With creditors knocking on the door, Coombs had to fight back-to-back action to stay afloat.
‘The first two years were just about survival,’ he says. ‘When I arrived, we only had enough cash to stay for three weeks.’
The bank of the company is circulating, eager to repay the m 100 million loan – even if it intends to close the company – because investors do not want to pay more.
Soldier: Coombs in his military days. In 1982, at the age of just 17, he was assigned to Berlin
‘I can personally recall the horrible days when I fired 29 people,’ says Coombs. So how did the company survive?
‘We’ve stopped spending, letting the staff go and some customers have managed to pre-pay the rent to make us liquid.’
He remembers dining with a client at a London restaurant when two senior bankers ambushed and said, “You’re done.”
‘It’s absolutely horrible. But my answer was, ‘We’re turning business around. I am repaying these debts. If you use these techniques, the business will be ruined and you will get nothing. ‘
And we paid back one cent each – which is one reason we get money at low interest rates today. People know we will return it. ‘
By 2012, Sirius was restructured to bring its assets under management, further savings were made.
But the company was still discounting its assets by 70 percent, and Coombs eventually decided he wanted to raise money.
So he chose dual-listing on the Johannesburg Stock Exchange because, by his own admission – ‘South Africa is the only place we can raise money’.
The firm raised € 40 million and used the money to invest in new assets, reviving its debut at the FTSE 250 three years ago.

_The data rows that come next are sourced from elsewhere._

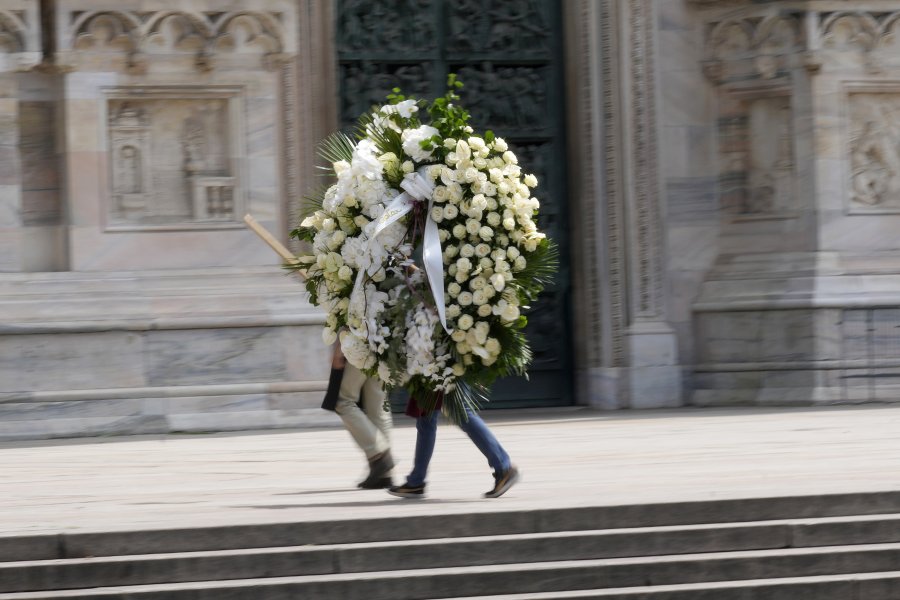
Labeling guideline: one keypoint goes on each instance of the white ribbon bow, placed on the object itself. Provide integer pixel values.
(417, 187)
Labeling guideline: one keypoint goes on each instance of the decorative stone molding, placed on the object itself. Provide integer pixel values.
(211, 31)
(874, 132)
(20, 35)
(626, 351)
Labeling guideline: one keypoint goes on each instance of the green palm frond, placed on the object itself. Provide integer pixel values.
(539, 272)
(516, 355)
(464, 395)
(336, 147)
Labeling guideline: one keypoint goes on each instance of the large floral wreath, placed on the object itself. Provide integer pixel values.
(425, 252)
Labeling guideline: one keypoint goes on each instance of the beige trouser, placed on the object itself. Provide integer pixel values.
(370, 427)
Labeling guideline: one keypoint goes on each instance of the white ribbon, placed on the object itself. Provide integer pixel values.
(417, 187)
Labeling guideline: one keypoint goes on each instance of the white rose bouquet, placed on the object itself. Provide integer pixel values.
(425, 252)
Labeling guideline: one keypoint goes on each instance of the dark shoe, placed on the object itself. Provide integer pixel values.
(375, 484)
(407, 491)
(503, 481)
(380, 466)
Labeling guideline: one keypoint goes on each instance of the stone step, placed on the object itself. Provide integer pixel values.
(426, 554)
(853, 506)
(532, 578)
(863, 586)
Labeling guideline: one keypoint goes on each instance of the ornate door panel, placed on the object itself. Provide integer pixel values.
(508, 53)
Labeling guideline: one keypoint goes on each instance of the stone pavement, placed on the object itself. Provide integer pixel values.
(568, 457)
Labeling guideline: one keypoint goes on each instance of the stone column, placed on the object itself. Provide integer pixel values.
(20, 43)
(801, 306)
(626, 352)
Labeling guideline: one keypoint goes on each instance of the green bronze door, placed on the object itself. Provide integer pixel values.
(508, 53)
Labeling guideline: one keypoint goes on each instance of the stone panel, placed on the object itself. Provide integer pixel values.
(71, 361)
(214, 356)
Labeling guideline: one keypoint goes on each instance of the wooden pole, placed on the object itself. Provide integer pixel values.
(273, 243)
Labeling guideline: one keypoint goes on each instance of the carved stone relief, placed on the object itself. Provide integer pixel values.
(20, 35)
(518, 26)
(171, 161)
(757, 159)
(875, 152)
(137, 36)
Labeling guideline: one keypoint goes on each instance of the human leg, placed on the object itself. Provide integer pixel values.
(373, 402)
(380, 465)
(426, 435)
(367, 436)
(485, 441)
(505, 474)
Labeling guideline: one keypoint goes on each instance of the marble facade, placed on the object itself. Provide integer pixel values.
(734, 170)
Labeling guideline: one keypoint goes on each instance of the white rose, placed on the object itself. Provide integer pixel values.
(440, 194)
(510, 313)
(462, 150)
(412, 142)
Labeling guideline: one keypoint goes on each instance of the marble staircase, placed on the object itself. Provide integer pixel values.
(825, 547)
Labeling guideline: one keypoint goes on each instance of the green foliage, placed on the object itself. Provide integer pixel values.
(464, 395)
(447, 116)
(336, 147)
(539, 271)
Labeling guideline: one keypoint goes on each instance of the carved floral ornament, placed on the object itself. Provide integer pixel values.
(775, 37)
(19, 40)
(204, 35)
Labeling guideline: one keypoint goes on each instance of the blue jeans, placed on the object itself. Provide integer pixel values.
(481, 436)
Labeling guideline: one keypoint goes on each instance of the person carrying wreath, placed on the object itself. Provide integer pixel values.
(505, 473)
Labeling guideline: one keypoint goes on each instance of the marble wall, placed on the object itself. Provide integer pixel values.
(134, 136)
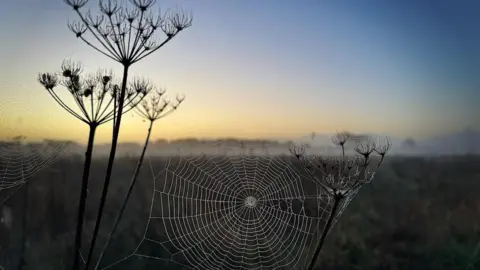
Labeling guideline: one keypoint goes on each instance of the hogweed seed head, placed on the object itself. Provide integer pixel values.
(76, 4)
(125, 33)
(49, 81)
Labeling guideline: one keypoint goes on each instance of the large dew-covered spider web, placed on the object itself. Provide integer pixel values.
(239, 211)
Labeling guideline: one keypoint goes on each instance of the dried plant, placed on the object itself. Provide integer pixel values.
(94, 97)
(151, 109)
(341, 177)
(125, 34)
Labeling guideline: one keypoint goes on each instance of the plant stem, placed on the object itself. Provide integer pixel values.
(21, 263)
(111, 159)
(325, 232)
(83, 196)
(127, 197)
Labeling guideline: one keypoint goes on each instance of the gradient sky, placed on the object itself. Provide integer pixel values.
(266, 69)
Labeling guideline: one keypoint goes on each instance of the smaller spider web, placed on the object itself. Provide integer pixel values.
(20, 160)
(233, 212)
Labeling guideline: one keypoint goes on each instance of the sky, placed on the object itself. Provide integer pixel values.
(265, 69)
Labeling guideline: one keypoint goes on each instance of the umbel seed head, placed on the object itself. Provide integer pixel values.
(49, 81)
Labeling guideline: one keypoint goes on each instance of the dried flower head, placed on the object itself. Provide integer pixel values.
(155, 106)
(94, 105)
(126, 33)
(49, 81)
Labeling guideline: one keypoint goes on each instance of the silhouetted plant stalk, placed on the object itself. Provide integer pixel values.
(151, 109)
(19, 140)
(341, 177)
(125, 34)
(93, 96)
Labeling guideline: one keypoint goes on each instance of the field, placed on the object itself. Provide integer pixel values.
(418, 213)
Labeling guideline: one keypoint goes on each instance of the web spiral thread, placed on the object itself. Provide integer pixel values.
(239, 211)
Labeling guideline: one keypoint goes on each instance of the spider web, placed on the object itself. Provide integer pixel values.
(20, 160)
(241, 211)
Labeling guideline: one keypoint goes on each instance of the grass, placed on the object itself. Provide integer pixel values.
(418, 213)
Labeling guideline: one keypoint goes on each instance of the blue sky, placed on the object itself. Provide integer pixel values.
(271, 68)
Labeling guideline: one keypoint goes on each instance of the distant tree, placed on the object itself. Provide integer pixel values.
(341, 177)
(93, 95)
(125, 34)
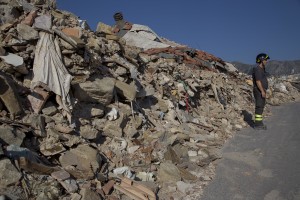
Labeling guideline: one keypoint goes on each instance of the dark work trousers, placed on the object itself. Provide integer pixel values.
(260, 103)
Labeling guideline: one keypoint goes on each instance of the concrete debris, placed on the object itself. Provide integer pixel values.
(113, 114)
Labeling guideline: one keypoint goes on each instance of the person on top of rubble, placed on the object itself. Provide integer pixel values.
(260, 86)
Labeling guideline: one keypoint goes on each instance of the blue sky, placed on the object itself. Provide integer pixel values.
(233, 30)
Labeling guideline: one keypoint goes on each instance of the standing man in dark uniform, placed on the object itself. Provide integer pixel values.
(260, 86)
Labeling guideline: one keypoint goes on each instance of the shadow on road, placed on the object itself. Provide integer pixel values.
(248, 118)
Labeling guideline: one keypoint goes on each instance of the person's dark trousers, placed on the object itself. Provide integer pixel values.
(260, 103)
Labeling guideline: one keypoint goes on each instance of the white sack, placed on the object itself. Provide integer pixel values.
(49, 69)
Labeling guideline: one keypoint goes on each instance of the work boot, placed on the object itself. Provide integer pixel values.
(260, 126)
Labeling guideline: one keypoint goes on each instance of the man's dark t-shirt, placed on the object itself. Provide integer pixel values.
(260, 74)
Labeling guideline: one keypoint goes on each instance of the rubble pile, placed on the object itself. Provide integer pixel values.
(116, 113)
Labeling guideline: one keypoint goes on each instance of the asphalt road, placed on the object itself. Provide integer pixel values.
(261, 165)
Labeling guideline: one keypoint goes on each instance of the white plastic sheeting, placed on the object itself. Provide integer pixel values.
(143, 37)
(49, 69)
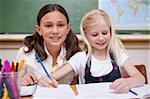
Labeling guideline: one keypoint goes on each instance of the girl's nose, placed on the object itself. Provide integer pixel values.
(55, 30)
(101, 37)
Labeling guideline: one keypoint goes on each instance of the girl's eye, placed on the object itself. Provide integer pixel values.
(104, 33)
(94, 34)
(61, 25)
(48, 25)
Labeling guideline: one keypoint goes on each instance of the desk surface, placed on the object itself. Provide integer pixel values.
(103, 89)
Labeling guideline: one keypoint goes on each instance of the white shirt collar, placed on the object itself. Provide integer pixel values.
(61, 57)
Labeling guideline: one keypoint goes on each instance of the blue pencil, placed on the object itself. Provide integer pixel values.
(133, 92)
(38, 58)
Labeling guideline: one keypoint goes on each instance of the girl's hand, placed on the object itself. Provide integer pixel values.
(29, 79)
(120, 85)
(46, 82)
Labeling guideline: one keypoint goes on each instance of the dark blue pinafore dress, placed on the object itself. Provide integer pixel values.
(113, 75)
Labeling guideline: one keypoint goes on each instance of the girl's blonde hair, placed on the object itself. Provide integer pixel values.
(92, 17)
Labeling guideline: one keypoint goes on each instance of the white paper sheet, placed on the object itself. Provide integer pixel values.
(27, 90)
(102, 90)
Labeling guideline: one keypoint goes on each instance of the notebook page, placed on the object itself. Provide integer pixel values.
(101, 90)
(63, 90)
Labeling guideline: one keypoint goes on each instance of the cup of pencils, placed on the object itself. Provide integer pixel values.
(11, 85)
(10, 81)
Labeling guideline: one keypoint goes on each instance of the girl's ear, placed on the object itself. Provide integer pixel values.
(37, 28)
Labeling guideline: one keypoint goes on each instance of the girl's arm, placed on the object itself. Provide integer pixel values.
(125, 84)
(62, 71)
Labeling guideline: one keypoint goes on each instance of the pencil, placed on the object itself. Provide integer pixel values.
(133, 92)
(39, 60)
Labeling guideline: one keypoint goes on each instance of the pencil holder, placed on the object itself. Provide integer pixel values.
(12, 82)
(1, 86)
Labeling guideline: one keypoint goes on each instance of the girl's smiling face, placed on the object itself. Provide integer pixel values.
(54, 28)
(99, 35)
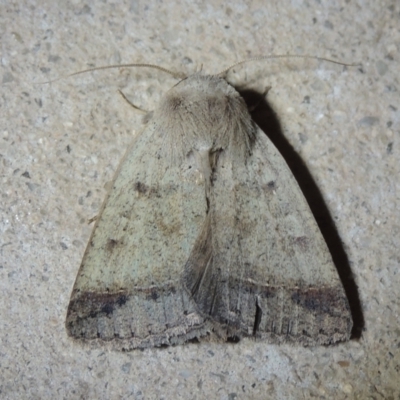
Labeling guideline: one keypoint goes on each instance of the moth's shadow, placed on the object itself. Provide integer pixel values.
(267, 120)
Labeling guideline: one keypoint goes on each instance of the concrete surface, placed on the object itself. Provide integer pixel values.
(60, 144)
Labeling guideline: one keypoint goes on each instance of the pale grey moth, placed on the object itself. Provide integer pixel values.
(206, 235)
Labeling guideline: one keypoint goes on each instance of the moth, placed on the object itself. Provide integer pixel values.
(206, 235)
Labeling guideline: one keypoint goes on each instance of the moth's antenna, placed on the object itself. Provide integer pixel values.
(260, 58)
(177, 75)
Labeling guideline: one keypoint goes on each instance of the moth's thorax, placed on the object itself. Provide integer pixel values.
(204, 112)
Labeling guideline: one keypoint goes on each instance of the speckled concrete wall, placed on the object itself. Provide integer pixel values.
(61, 143)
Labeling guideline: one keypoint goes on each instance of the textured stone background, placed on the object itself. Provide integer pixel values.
(60, 144)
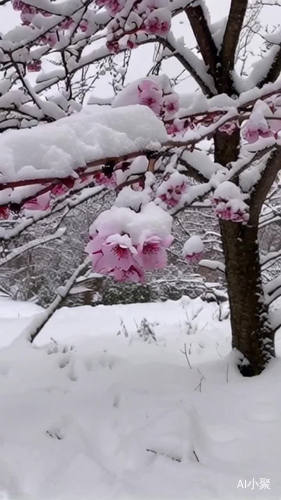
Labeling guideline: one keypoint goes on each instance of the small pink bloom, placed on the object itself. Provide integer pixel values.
(34, 65)
(66, 23)
(41, 202)
(103, 180)
(228, 128)
(158, 22)
(153, 253)
(150, 94)
(83, 25)
(17, 4)
(59, 189)
(113, 6)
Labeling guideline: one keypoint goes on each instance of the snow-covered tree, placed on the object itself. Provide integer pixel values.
(162, 152)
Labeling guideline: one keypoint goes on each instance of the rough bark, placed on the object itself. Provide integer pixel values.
(252, 335)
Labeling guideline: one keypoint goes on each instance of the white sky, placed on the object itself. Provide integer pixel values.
(141, 58)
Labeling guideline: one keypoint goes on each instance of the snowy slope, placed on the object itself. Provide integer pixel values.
(93, 415)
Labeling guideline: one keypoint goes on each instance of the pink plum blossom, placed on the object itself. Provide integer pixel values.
(193, 249)
(17, 4)
(50, 38)
(83, 25)
(124, 244)
(103, 180)
(41, 202)
(150, 94)
(229, 127)
(34, 65)
(158, 22)
(66, 23)
(171, 190)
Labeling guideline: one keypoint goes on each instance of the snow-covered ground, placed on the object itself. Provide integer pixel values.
(102, 409)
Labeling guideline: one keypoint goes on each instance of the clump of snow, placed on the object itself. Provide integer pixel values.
(92, 414)
(124, 244)
(92, 134)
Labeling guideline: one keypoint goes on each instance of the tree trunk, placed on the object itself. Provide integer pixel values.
(252, 334)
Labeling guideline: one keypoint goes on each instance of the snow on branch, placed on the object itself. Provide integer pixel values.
(16, 252)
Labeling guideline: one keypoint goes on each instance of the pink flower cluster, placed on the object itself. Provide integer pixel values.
(27, 15)
(171, 190)
(43, 201)
(125, 244)
(113, 6)
(154, 93)
(229, 204)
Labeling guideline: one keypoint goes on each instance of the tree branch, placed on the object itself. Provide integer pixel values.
(203, 37)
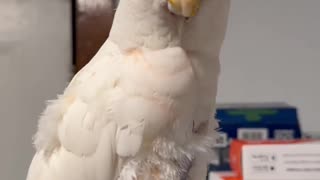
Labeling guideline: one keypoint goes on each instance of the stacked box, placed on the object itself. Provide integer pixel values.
(254, 122)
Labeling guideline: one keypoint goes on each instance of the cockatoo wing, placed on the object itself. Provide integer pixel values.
(76, 136)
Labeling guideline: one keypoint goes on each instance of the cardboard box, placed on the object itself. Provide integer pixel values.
(254, 121)
(236, 151)
(295, 161)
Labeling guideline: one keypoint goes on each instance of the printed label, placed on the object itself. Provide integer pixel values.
(252, 134)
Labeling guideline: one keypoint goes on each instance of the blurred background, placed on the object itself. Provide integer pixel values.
(271, 53)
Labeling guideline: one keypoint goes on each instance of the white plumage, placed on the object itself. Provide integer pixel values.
(134, 111)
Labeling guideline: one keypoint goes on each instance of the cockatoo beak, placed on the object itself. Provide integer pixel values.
(186, 8)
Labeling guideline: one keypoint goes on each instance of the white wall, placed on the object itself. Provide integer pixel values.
(272, 53)
(35, 59)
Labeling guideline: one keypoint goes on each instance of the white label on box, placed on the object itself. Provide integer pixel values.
(281, 162)
(253, 134)
(219, 175)
(283, 134)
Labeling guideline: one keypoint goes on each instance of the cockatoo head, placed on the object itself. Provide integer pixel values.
(154, 24)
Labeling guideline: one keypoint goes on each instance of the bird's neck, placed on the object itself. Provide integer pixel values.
(141, 26)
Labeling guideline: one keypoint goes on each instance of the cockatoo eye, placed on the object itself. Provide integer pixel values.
(186, 8)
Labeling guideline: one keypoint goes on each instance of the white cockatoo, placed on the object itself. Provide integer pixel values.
(202, 39)
(137, 95)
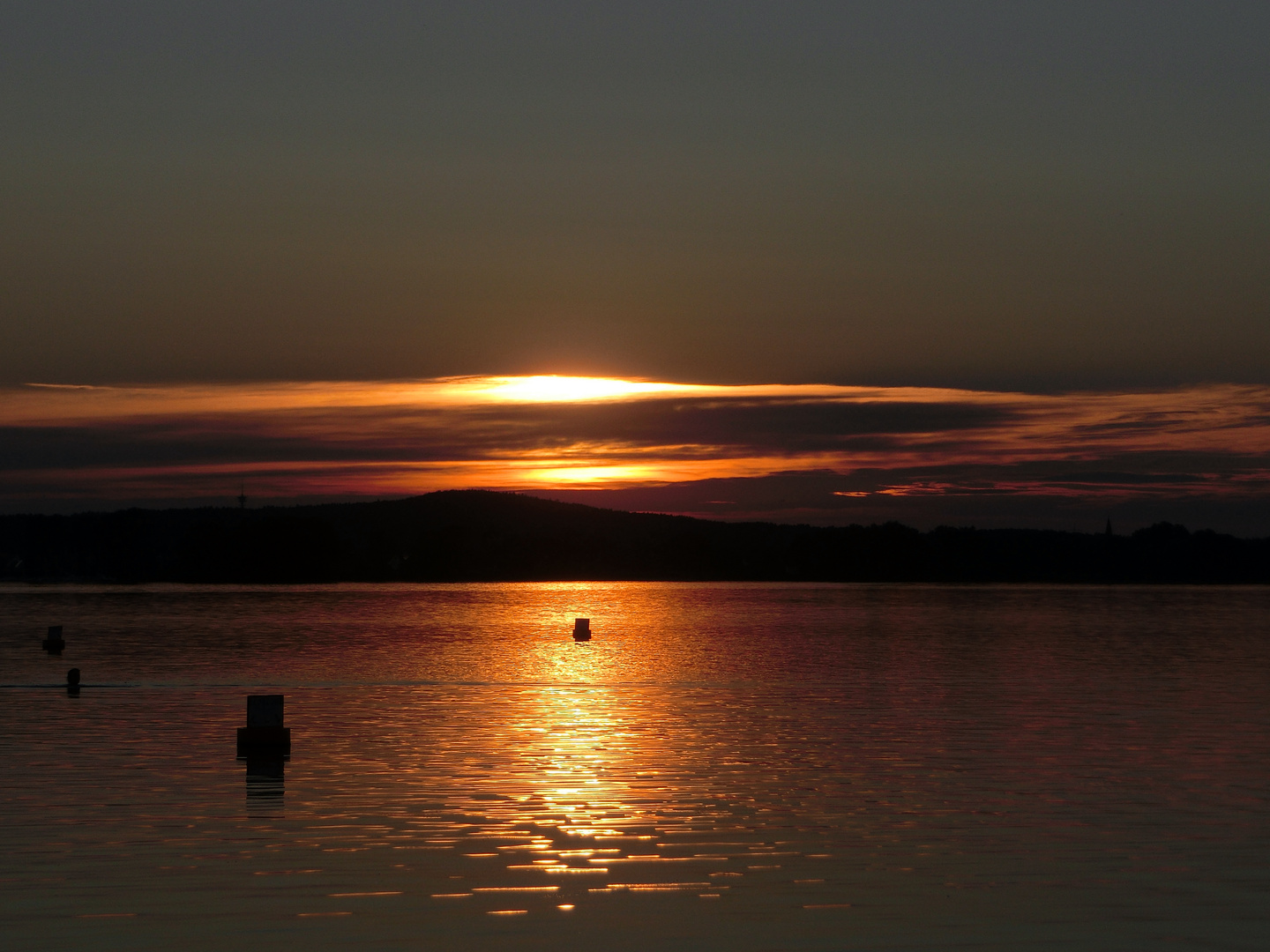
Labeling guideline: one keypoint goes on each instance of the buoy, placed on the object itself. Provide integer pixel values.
(265, 730)
(54, 643)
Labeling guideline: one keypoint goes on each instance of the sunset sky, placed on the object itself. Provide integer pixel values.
(972, 263)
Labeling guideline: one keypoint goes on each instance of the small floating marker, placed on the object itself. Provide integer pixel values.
(54, 643)
(265, 730)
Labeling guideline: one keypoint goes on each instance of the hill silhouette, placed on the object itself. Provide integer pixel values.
(482, 536)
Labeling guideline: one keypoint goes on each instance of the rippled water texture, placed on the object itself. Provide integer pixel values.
(735, 767)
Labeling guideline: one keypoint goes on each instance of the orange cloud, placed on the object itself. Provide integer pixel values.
(542, 433)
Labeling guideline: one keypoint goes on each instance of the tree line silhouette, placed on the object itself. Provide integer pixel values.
(482, 536)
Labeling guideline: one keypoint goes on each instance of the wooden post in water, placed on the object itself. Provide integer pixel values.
(265, 729)
(54, 643)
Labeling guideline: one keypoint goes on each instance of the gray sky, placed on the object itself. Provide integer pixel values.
(1041, 196)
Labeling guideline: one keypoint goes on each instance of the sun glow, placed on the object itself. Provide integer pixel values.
(559, 390)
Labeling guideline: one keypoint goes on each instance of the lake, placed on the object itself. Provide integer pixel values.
(723, 766)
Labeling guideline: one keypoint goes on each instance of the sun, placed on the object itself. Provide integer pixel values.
(550, 389)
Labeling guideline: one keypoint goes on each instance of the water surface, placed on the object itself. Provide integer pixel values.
(724, 766)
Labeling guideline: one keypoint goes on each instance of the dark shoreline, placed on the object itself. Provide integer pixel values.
(481, 536)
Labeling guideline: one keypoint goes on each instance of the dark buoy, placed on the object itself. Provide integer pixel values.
(54, 643)
(265, 730)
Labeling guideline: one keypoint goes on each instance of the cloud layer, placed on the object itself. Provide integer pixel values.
(788, 452)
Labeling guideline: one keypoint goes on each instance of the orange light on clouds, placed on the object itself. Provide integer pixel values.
(559, 432)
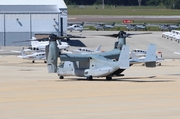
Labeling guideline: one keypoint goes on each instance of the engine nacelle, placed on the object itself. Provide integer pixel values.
(99, 72)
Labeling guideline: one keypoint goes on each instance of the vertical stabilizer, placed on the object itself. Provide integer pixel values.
(34, 43)
(98, 48)
(150, 58)
(124, 58)
(23, 52)
(51, 55)
(151, 53)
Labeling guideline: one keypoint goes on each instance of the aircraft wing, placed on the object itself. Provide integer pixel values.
(178, 53)
(113, 54)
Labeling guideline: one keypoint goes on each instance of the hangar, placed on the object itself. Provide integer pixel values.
(22, 19)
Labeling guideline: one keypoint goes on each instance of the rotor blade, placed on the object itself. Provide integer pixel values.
(112, 35)
(51, 37)
(137, 33)
(42, 39)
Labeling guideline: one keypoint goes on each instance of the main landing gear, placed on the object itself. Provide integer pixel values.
(61, 77)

This is justified for Coombs, who took an unusual route to the boardroom through military and consultancy work.
After leaving school and joining the regional army, he was assigned to Berlin in 1982 at the age of just 17.
He remembers watching the Russian soldiers crossing the border with East-West Germany and stepping behind an unknown soldier’s monument.
‘It was like being in the west but when you crossed the border, the cars, clothes and everything was black and white,’ he says.
‘It was hard to grasp. It was an adventure at that age – drinking German beer, meeting German girls, it was a great experience. You will later realize its significance. ‘
A year later he joined the Grenadier Guards, part of the regular army, and served in Central America and Northern Ireland and became a qualified sniper. Coombs returned to TA in 1987 and left in 1992 as a platoon sergeant.
He initially fought outside forces – ‘I have no social skills’ – but with the help of mentors he got a sales and marketing job on the Yellow Pages and rose to the rank.
He left as manager and went on-and-off to work as a consultant to companies undergoing transformation, including British Airways.
It was later worked on Regus before joining Sirius.